The processes, products, and services to be provided including the identification of relevant technical data (e.g., specifications, drawings, process requirements, work instructions);

  • The approval of:
    • Products and services;
    • Methods, processes, and equipment;
    • The release of products and services;
    • Competence, including any required qualification of persons;
    • Suppliers’ interactions with the organization;
  • Control and monitoring of the external providers’ performance to be applied by the organization;
  • Verification or validation activities that the organization, or its customer, intends to perform at the external providers’ premises;
  • Design and development control;
  • Special requirements, critical items, or key characteristics;
  • Test, inspection, and verification (including production process verification);
  • The use of statistical techniques for product acceptance and related instructions for acceptance by the organization;
  • The need to:
    • Implement a quality management system;
    • Use customer-designated or approved external providers, including process sources (e.g., special processes);
    • Notify the organization of nonconforming processes, products, or services and obtain approval for their disposition;
    • Prevent the use of counterfeit parts;
    • Notify the organization of changes to processes, products, or services, including changes of their external providers or location of manufacture, and obtain the organization’s approval;
    • Flow down to external providers applicable requirements including customer requirements;
    • Provide test specimens for design approval, inspection/verification, investigation, or auditing;
    • Retain documented information, including retention periods and disposition requirements;
  • The right of access by the organization, their customer, and regulatory authorities to the applicable areas of facilities and to applicable documented information, at any level of the supply chain;
  • Ensuring that persons are aware of their:
    • Contribution to product or service conformity;
    • Contribution to product safety;
    • Importance of ethical behavior.

Supplier represents and warrants that the Services and Deliverables will (a) be of top industry standards, (b) be of the best materials and workmanship, (c) be new and of the best quality in every respect (unless otherwise specified in the Purchase Order); (d) comply with all laws, including those pertaining to manufacturing, supply and delivery, and meet or exceed the minimum standards required by any applicable governmental authorities; (e) are fit for the use intended, (f) are merchantable, (g) are free from all defects in design, workmanship, and material, and (h) are manufactured in strict accordance with the plans or specifications accepted by Purchaser and to the tolerance levels specified by Purchaser. Supplier further agrees to repair to like new condition, reperform, refund, or replace, in Purchaser’s sole discretion, and at Supplier’s sole cost, any Deliverables, Services, or workmanship which will be found to be defective within eighteen (18) months after delivery or performance, or at Purchaser’s option, to reimburse Purchaser for its cost of remedying such defects or non-compliance. All costs and damages incurred by Purchaser in connection with defective or non-complying Deliverables shipped or delivered and/or Services or workmanship performed by Supplier, including the cost of returning any Deliverables and/or the reperformance of any Services, will be the responsibility of Supplier. Supplier’s agreement to replace defective Deliverables and/or reperform defective Services or workmanship will be cumulative of all other remedies available to Purchaser, whether under this Agreement, any Purchase Order, or at law or equity.

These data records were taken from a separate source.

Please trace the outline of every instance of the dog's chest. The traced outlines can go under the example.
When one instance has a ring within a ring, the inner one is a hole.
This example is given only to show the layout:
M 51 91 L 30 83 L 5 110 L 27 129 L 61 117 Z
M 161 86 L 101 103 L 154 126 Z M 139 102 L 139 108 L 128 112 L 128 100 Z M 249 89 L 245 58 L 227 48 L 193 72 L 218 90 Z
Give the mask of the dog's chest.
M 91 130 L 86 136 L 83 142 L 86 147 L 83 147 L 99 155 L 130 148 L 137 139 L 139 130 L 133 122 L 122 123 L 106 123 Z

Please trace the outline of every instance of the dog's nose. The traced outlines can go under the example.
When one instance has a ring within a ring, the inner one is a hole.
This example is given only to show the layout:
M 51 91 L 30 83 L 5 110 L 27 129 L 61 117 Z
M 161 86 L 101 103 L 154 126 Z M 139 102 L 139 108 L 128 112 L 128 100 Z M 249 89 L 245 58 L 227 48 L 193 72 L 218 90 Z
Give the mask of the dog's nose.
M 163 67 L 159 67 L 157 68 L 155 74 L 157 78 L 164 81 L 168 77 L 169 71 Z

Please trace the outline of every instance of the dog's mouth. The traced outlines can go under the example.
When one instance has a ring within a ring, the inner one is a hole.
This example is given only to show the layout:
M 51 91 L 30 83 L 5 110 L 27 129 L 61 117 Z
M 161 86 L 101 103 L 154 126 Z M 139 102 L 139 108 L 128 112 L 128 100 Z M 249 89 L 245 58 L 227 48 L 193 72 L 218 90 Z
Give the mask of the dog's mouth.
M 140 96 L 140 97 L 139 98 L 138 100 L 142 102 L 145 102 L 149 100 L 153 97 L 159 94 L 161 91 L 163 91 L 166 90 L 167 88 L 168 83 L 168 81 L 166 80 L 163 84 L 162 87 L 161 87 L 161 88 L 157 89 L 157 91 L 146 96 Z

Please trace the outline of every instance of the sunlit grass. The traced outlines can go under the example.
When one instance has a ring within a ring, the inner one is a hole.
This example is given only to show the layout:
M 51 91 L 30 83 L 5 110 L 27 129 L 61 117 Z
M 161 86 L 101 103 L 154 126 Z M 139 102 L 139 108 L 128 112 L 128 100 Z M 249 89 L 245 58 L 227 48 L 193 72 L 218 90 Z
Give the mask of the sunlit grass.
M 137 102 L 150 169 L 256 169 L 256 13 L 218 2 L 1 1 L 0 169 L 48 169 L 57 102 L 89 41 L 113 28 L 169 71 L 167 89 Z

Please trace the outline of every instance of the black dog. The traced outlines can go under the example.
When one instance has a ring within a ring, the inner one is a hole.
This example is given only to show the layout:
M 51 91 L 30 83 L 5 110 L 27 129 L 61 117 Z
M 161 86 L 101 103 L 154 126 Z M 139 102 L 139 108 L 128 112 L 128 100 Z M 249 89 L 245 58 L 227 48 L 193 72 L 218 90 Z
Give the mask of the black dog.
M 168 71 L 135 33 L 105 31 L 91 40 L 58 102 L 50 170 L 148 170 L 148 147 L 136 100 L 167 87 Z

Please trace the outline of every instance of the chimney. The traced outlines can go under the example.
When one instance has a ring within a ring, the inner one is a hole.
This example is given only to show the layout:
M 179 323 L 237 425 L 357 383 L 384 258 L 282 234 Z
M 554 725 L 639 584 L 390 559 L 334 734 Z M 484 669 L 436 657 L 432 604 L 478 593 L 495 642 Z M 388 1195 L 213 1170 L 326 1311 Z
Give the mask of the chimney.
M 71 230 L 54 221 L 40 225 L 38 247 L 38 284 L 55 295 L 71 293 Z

Supplier shall defend, indemnify, release and hold harmless Heartland, its officers, agents, and employee’s from and against all liabilities, claims, or demands whether arising in tort, contract, or otherwise for injuries or damages to any person or property arising out of or in connection with purchase orders except to the extent caused by Heartland’s negligence or willful misconduct.

Supplier shall hold all drawings, prints, product specification, and any other product details as proprietary and confidential.